Just over a kilometre away, in the Golden Square Mile – an upscale neighbourhood that was once home to 70 percent of Canada’s wealth – the Montreal Museum of Fine Arts has added two new pavilions to its existing three. The most recent, the Pavilion for Peace, opened in late 2016 with a design by boutique firm Atelier TAG. “Each pavilion has its own identity,” says TAG founder Katsuhiro Yamazaki. The museum’s first building is a 1912 Beaux-Arts building designed by William Sutherland Maxwell; across the street is a post-modernist pavilion by Moshe Safdie that opened in 1990. Yamazaki says the older building reflected the notion of a museum as an elite institution, while Safdie’s work made an effort to bring the city into the museum. “We wanted to push the museum out into the city,” he says.

That approach led to a glass structure covered in aluminium louvres, with two volumes, one of which appears to rotate out into Bishop Street. Inside, a sculptural white oak staircase contrasts with granite surfaces; both materials were sourced from the region around Montreal. The stairs lead up to several galleries, interspersed by airy lounges with sweeping views of the surrounding city. Yamazaki call it an “architectural promenade.”

Just around the corner, Provencher Roy’s Claire and Marc Bourgie Pavilion opened in 2011. It incorporates the former Erskine and American Church, a Richardsonian Romanesque structure built in 1866 that now serves as a concert hall. Whereas TAG’s pavilion asserts its presence in the urban landscape, Provencher’s design is more reserved, with a minimalist form and an exterior clad in the same white marble used in the museum’s Maxwell- and Safdie-designed pavilions. “The difference is the way we cut the stone,” says Provencher. The new pavilion’s marble is much more dramatically striated.

Even smaller projects are finding innovative ways to work with heritage. When architect Henri Cleinge was hired to design Crew Collective, a new café and coworking space inside the neoclassical banking hall of the former Royal Bank of Canada headquarters, he wanted to create something that could serve as a point of contrast while still drawing inspiration from the opulent hall. Cleinge had to preserve the original bank teller stands, which created a natural division of space between the café and members-only coworking area. Then he asked himself, “How do you deal with this incredible, ornate shell?” The answer was brass-plated steel, which gives the space a contemporary sheen that doesn’t clash with the original architecture.

Doing more with less
It’s not easy to be an architect in Montreal. The province of Quebec is one of the poorest in Canada, with a per capita GDP nearly half that of the country’s most prosperous province, Alberta. And yet when the Governor General’s architecture awards are handed out every other year, Quebec-based firms often win a disproportionate share.
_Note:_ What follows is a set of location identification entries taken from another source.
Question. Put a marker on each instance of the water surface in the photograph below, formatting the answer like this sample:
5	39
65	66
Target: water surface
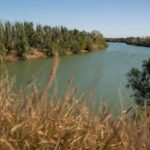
102	72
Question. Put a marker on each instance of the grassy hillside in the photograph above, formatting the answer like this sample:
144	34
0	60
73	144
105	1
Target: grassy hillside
37	121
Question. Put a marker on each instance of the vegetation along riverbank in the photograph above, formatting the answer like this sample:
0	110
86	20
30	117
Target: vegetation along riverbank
27	41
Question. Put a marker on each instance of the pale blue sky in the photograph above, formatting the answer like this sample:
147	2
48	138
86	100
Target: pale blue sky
114	18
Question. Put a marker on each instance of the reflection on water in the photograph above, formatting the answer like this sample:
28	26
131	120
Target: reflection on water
102	72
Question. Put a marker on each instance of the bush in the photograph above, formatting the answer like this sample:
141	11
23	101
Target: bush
139	81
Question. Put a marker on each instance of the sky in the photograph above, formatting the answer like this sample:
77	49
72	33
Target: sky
113	18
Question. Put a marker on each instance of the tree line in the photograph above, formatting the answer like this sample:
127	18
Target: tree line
18	38
138	41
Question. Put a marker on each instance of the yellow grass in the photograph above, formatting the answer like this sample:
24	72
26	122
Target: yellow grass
37	121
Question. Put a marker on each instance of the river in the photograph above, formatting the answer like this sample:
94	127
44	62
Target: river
103	73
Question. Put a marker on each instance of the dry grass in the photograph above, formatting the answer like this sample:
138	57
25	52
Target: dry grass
36	121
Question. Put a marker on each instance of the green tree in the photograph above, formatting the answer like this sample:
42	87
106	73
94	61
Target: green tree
22	45
139	81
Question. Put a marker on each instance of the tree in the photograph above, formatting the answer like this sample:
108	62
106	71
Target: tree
139	81
22	45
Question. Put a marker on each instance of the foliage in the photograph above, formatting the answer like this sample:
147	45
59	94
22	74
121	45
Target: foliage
19	38
139	81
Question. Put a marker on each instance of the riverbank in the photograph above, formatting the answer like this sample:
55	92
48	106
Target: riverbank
137	41
36	54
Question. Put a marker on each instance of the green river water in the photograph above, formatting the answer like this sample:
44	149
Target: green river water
103	73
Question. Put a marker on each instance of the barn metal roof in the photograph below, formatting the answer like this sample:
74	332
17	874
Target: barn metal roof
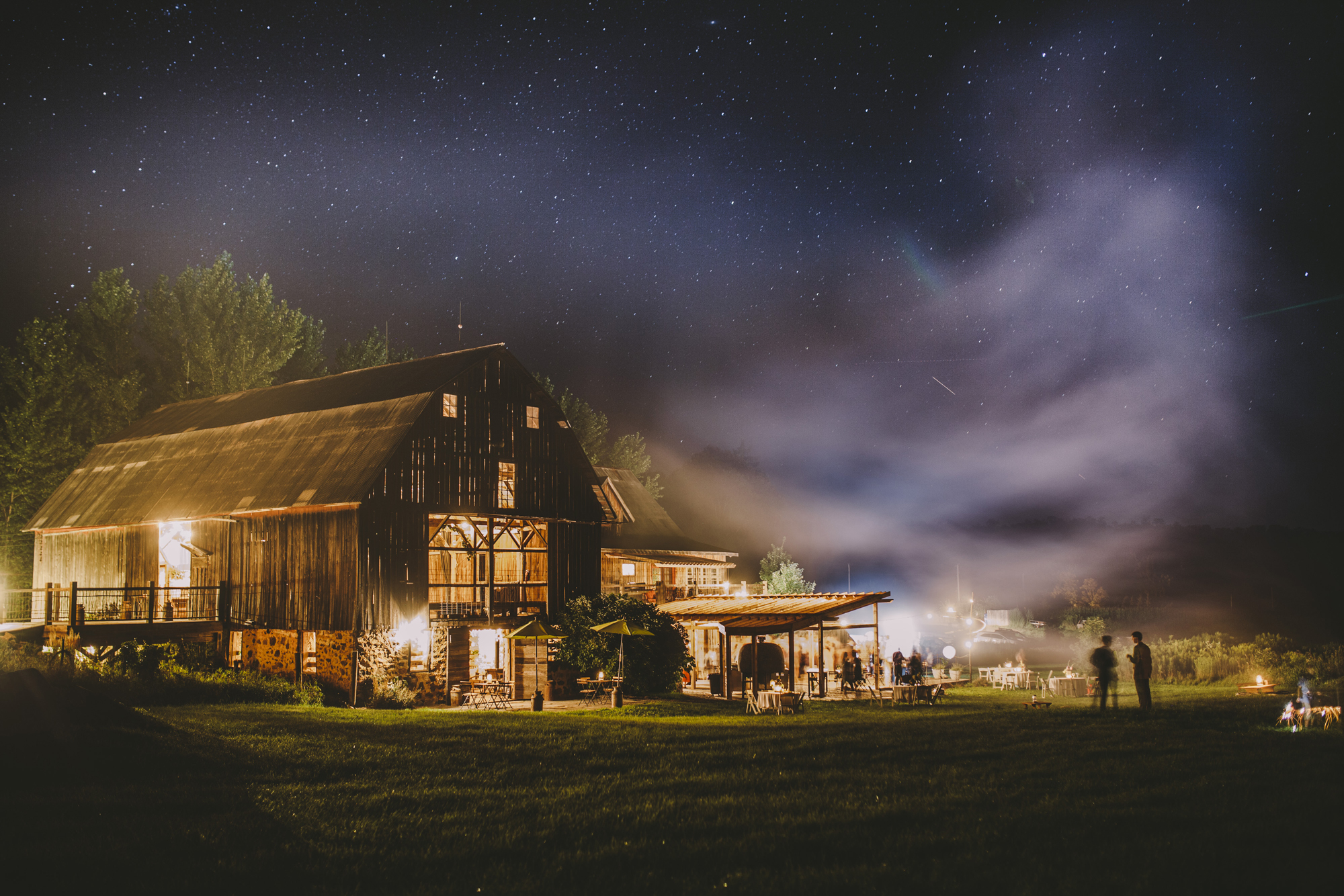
307	444
673	559
647	525
772	613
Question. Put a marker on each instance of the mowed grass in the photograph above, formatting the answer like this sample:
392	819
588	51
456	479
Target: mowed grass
690	796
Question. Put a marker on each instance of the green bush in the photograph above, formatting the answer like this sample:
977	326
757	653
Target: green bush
392	694
653	666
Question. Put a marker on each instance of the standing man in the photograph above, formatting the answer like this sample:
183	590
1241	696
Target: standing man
1143	660
1104	662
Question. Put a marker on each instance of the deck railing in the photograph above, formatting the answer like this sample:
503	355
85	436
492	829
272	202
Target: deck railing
79	605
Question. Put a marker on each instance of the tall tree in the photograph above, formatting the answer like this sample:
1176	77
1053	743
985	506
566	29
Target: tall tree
210	334
374	350
111	382
631	455
589	425
308	362
40	444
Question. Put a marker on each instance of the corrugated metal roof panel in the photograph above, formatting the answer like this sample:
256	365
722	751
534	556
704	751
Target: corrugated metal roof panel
782	605
330	455
329	393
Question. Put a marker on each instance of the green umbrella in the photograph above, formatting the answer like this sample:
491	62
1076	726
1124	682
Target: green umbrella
622	628
536	629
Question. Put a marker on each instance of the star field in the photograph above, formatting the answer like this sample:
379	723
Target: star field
752	224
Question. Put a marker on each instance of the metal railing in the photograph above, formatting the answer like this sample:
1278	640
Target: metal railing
77	605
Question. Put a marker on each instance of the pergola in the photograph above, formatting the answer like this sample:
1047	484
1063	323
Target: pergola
775	615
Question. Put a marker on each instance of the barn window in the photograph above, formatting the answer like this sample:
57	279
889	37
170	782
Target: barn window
506	490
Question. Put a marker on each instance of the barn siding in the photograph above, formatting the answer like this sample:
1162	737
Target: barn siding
296	569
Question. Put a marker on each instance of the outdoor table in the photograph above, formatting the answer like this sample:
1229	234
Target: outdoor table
1069	687
779	702
1261	688
601	687
491	695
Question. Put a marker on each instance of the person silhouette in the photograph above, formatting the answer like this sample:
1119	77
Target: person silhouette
1104	662
1143	660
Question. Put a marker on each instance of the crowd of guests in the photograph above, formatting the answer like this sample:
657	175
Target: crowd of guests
905	670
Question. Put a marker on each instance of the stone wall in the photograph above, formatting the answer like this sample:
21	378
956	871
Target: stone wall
334	649
269	651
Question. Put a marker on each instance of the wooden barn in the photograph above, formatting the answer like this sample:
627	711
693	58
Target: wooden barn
644	550
437	502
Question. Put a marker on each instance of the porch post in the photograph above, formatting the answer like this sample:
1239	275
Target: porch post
877	649
822	659
490	577
725	643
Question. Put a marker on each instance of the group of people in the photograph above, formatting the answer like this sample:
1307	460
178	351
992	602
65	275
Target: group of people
1104	662
908	671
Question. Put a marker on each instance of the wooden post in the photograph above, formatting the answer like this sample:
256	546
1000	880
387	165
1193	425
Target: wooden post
877	649
822	659
490	577
724	664
756	668
224	612
354	672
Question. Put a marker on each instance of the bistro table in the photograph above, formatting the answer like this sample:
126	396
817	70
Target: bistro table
490	695
599	688
1076	687
1265	687
780	702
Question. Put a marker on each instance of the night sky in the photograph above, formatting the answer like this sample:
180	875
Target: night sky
928	267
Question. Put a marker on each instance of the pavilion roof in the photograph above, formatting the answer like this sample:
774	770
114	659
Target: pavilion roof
771	613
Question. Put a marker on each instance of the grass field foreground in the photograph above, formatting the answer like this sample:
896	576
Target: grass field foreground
690	796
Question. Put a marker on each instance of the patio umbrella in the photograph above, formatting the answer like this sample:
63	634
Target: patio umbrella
622	628
536	629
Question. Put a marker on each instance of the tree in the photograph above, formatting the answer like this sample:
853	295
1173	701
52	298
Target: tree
1080	594
38	440
308	362
374	350
589	425
111	385
630	455
772	562
788	580
212	335
653	666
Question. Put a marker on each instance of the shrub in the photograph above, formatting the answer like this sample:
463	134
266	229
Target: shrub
653	666
390	694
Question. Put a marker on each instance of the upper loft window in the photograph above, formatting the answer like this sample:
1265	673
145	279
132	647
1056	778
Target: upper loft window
506	487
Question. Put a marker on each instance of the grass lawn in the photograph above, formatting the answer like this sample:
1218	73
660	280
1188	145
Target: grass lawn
689	796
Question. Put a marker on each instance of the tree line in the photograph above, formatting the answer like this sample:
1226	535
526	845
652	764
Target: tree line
71	381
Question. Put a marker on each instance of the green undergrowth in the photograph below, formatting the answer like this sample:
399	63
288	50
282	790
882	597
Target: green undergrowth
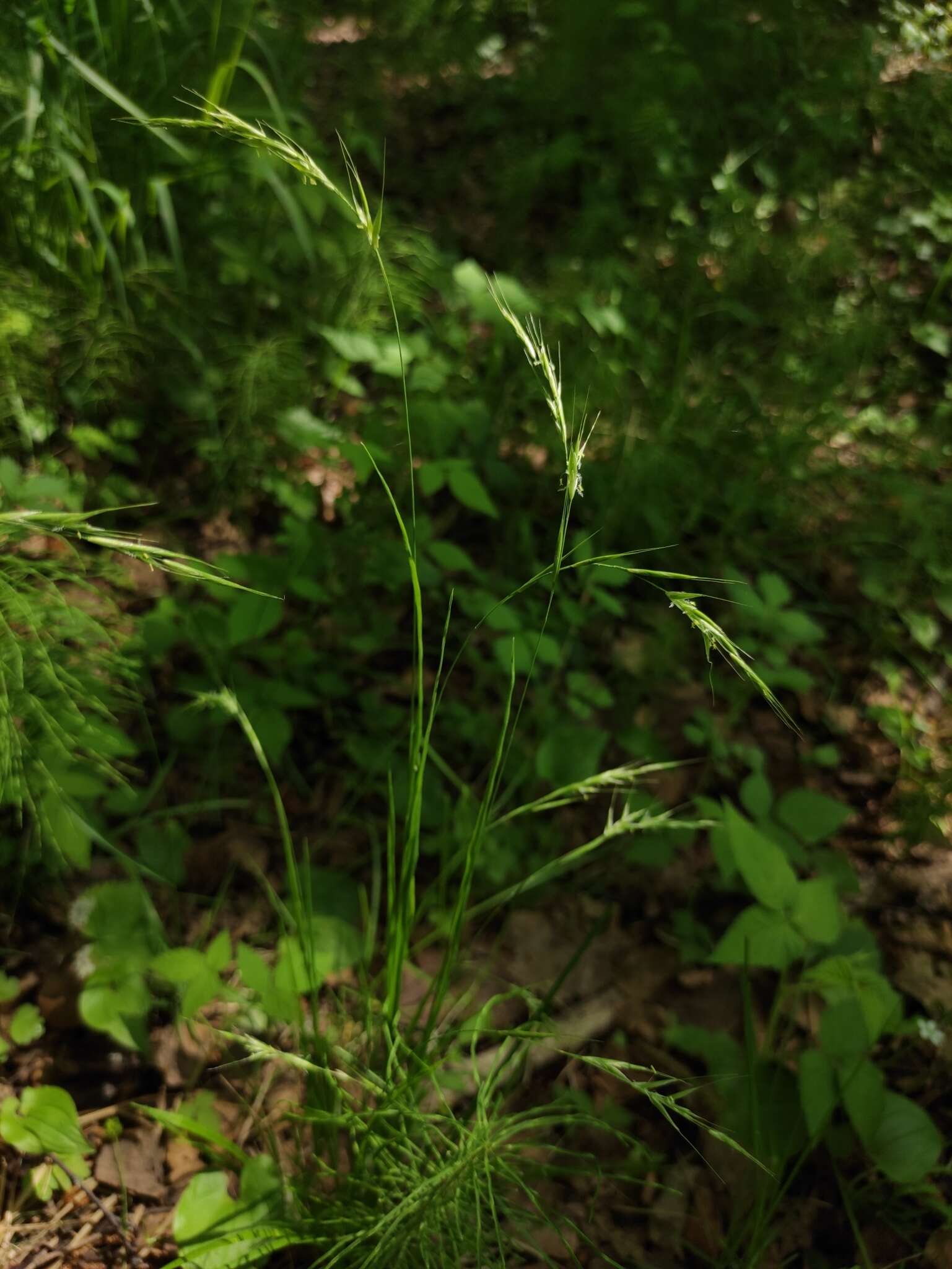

“We’ve been obliged through the years to do more with less money,” says Claude Provencher. It is particularly helpful that Quebec has significantly more architectural competitions than other Canadian provinces, the result of a provincial law that requires them for major public works. “There’s always a chance you can win,” says Katushiro Yamazaki. Born in Costa Rica to Japanese parents, he came to Montreal to study architecture at McGill University, and ended up staying because Quebec offers small firms like his a chance to work on impressive civic projects. Atelier TAG has won Governor General’s Awards for a theatre and public library in two Montreal suburbs, and the studio is now working on another theatre in the town of St-Jérôme.

Bit by bit, small projects like these are creating new landmarks in Montreal. Lemay continues to win awards for its eco-friendly, wood-heavy Bibliothèque du Boisé. In 2011, Ædifica completed the 2-22, a Quartier des Spectacles cultural hub that features a wood façade overlaid with glass. Along the historic waterfront of Old Montreal, Provencher Roy is working on a cruise ship terminal at Alexandra Pier, which will feature a distinctive tower inspired by nearby grain elevators. “We wanted something really strong that says, ‘You’re in Montreal,’” says Provencher.